Sigrid, I think part of the "significance" is found in a post by the exiled IH
dated 9/21/97 which I borrowed from in yesterday's message.  The argument is:
"Stephen is deeply dependent on the success of his anomalous dating of the end
of 1b.  Without it his Marcus Agrippa source for reporting the state of Qumran
in 14 BCE falls apart."  In other words, if the occupation ended well befoe 14
BCE (rather than from a fire or some such catastrophy in 9/8 BCE), then
whatever MA was talking of wasn't Q.  This, presumably, is one of the reasons
why SG is such a strong proponent of JM's analysis.  The two are symbiotic.  I
certainly do not mean that this is a bad thing or some sort of conspiracy.
There is nothing inherently wrong about finding support for an alaysis in some
other persons research.  

If you have IH's post mentioned above he does a pretty good job of presenting
the other side of the argument.

To get back to a question asked yesterday and not discussed:  Is this jar in
the floor something like a wall safe?  I ask because of the discussion of
whether this was a villa or more like a monestary or mother house.  In my
minds eye it is easier to picture a hidding place for valuables in a villa
than a monestary.  Why would someone want to pop a scroll in the jar in the
floor to hide it - if it was a hidding place?  What robber would want to take
a scroll.  Of course, if the scroll was copper and listed all the treasures of
the occupants of the site, then maybe they would want to be able to hide it
quickly and throw a basket or a mat made of date palm fronds on top.  If that
is the case, maybe this was more like the Vatican?  No offense intended.

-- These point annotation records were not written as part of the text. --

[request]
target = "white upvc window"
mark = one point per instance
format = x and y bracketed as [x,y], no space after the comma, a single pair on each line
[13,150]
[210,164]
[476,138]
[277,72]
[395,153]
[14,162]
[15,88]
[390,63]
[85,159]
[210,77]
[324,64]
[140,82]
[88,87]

Maybe
only a few elders over the age of 35 even knew the jar was there.  But then
again, maybe it wasn't a hidding place at all.  Are there other sites where
similar jars in the floor have been found?

As to SG's suggestion that Herod the Great might not have been getting along
with Essenes toward the end of his life, I don't see any suggestion of that in
my reading. I don't have my Josephus here, but I recall that even near his
death Herod went to Jericho and was "treated" by Essenes who were presumably
skilled in "medical" practices and treatments.  Herod was obviously in very
bad shape near the end.  I don't know what his illness was but I assume that
some educated guesses could be made.  He was obviously taking out his own
discomfort on those around him, including his own children, but even at the
end he was looking for help from the Essenes.  So, although SG does have some
arguments that counter the position of IH and others, I am not persuaded that
Herod took time out to knock down Q.